The MPAA and Hood want Internet services to bring website blocking and search engine filtering back to the table after the controversial law failed to pass.
The plan became public through various emails that were released in the Sony Pictures leaks and in a response Google said that it was “deeply concerned” about the developments.
To counter the looming threat Google filed a complaint against Hood last December, asking the court to quash a pending subpoena that addresses Google’s failure to take down or block access to illegal content, including pirate sites.
Recognizing the importance of this case, several interested parties have written to the court to share their concerns. There’s been support for both parties with some siding with Google and others backing Hood.
In a joint amicus curae brief (pdf) the Consumer Electronics Association (CEA), Computer & Communications Association (CCIA) and
advocacy organization Engine warn that Hood’s efforts endanger free speech and innovation.
“No public official should have discretion to filter the Internet. Where the public official is one of fifty state attorneys general, the danger to free speech and to innovation is even more profound,” they write.
According to the tech groups it would be impossible for Internet services to screen and police the Internet for questionable content.
“Internet businesses rely not only on the ability to communicate freely with their consumers, but also on the ability to give the public ways to communicate with each other. This communication, at the speed of the Internet, is impossible to pre-screen.”
Not everyone agrees with this position though. On the other side of the argument we find outfits such as Stop Child Predators, Digital Citizens Alliance, Taylor Hooton Foundation and Ryan United.
In their brief they point out that Google’s services are used to facilitate criminal practices such as illegal drug sales and piracy. Blocking content may also be needed to protect children from other threats.
“Google’s YouTube service has been used by those seeking to sell steroids and other illegal drugs online,” they warn, adding that the video platform is also “routinely used to distribute other content that is harmful to minors, such as videos regarding ‘How to Buy Smokes Under-Age’, and ‘Best Fake ID Service Around’.
Going a step further, the groups also suggest that Google should filter content in its Chrome browser. The brief mentions that Google recently removed Pirate Bay apps from its Play Store, but failed to block the site in search results or Chrome.

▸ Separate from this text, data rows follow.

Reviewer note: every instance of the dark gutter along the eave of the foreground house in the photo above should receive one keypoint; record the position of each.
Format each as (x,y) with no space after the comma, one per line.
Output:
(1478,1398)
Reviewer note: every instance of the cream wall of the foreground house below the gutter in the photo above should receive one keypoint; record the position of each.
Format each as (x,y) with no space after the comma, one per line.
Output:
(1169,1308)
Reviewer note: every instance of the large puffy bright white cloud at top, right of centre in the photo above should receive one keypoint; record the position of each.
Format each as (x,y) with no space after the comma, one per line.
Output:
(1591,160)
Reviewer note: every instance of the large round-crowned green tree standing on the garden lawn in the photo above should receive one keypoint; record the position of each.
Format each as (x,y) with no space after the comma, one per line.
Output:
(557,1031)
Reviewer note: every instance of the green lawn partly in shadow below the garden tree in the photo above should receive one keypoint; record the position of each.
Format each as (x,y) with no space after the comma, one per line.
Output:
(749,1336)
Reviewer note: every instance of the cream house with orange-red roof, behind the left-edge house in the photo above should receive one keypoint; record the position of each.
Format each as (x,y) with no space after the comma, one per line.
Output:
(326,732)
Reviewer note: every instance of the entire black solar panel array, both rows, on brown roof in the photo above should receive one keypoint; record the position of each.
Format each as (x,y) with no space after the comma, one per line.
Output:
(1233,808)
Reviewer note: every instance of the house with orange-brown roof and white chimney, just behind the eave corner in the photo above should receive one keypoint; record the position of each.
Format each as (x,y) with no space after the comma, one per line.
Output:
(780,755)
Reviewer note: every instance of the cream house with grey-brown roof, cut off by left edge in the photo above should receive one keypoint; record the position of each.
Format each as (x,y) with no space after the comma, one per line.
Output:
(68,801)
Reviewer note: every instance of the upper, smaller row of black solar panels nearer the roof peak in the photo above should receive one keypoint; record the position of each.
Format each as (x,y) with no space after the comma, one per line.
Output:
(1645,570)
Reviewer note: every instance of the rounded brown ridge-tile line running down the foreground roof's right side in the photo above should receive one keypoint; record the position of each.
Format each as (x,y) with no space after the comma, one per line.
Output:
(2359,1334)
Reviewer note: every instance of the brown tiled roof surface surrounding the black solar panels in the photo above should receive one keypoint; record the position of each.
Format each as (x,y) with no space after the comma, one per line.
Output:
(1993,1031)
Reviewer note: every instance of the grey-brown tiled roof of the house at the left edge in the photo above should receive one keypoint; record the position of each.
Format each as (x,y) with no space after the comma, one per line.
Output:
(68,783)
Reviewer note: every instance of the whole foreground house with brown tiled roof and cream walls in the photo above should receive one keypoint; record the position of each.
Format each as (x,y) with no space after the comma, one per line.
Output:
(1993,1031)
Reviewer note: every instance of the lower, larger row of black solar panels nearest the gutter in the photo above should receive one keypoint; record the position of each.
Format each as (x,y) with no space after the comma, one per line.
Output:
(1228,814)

“In December 2014, responding to the crackdown on leading filesharing website PirateBay, Google removed a file-sharing application from its mobile software store, but reports indicate that Google has continued to allow access to the same and similar sites through its search engine and Chrome browser,” they write.
The Attorney General should be allowed to thoroughly investigate these threats and do something about it, the groups add.
“It is simply not tenable to suggest that the top law enforcement officials of each state are powerless even to investigate whether search engines or other intermediaries such as Google are being used—knowingly or unknowingly—to facilitate the distribution of illegal content…”
In addition to the examples above, several other organizations submitted amicus briefs arguing why the subpoena should or shouldn’t be allowed under the First Amendment and Section 230 of the CDA, including the International AntiCounterfeiting Coalition, EFF, the Center for Democracy & Technology and Public Knowledge.
Considering the stakes at hand, both sides will leave no resource untapped to defend their positions. In any event, this is certainly not the last time we’ll hear of the case.